Vanessa Ogle: There are technologies that have been played with as a novelty for years, and now those novelties transform into credible and critical pieces of communication and infrastructure, communicating to guests regarding the state and cleanliness of their room, as well as enabling them to have touchless control and interactivity with their room. For example, we now see room service robots being used to deliver food to the rooms, but we also the increased use of consumers own device as  EnseoCONNECT, allows guests to control their television, thermostat and lights in the room, all from the comfort of their own device. The entire environment can be controlled by touching your own phone without having to walk around and have additional physical touch points in the room. Brands are putting guest safety ahead of opportunities to put their brand in front of the guest by accelerating products like EnseoCONNECT to market. Another technology we're seeing in the room is a platform we have had for many years that could stream a live event into a guest room, and so now that has become so much more important, and hotels who are still planning to post a conference for example, will now be able to allow guests to choose whether they go down in person to watch the speaker, or whether they watch from the comfort of their own guest room.

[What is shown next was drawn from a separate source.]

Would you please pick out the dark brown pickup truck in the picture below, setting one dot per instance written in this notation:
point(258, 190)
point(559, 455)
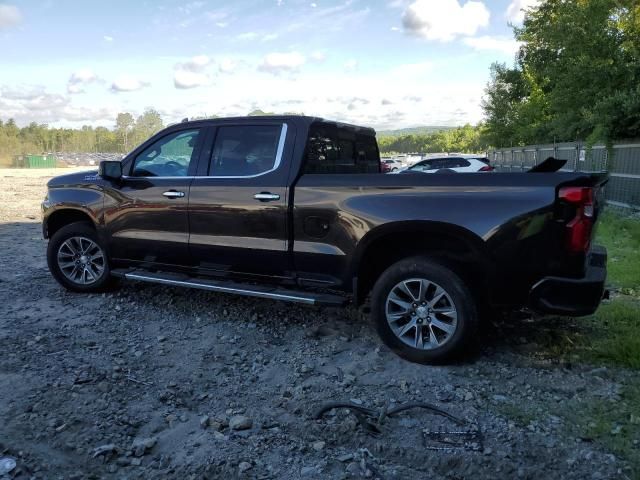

GN: How might hospitality participate in strategies such as contact tracing?

Vanessa Ogle: One of my companies MadeSafe has recently repurposed a technology, which was previously used to geolocate where a housekeeper or a teacher was when there was an emergency.  We have now repurposed that technology to  keep track of when an associate gets within a specifically defined radius of another associate, for a period of time. This allows for an employer at an employee worksite to give these buttons to each of their employees, and then at sometime in the future, if one of those employees has found to have contracted COVID-19 or some other virus, they can immediately run a quick report and see what other employees that first person has been in proximity to, , allowing the employer to quarantine – or request to quarantine or work from home those that may have been affected.  It also allows the employees to return to work as soon as possible. 

GN: It's one thing to change operations to respond to the needs of a pandemic, quite another to ensure customers have a satisfying and personal experience. What growing pains will see as all this new tech is rolled out? What can hospitality do to help ease the transition for customers?

Vanessa Ogle: The most important thing that every hospitality company will have to do is to choose wisely.  We will have to roll out only technologies that work to retain customer and owner confidence in using technology in new ways.   So, choosing a technology that works for every guest, mobile phone or device, and network topography, those are the careful questions and research that will be undertaken as these new technologies are very carefully selected and implemented. To that end, choosing technologies that have a full platform behind them where you can manage and monitor the health and status of those technologies so that the people operating the platform, will know when a technology goes down before a guest is left hanging without a working solution.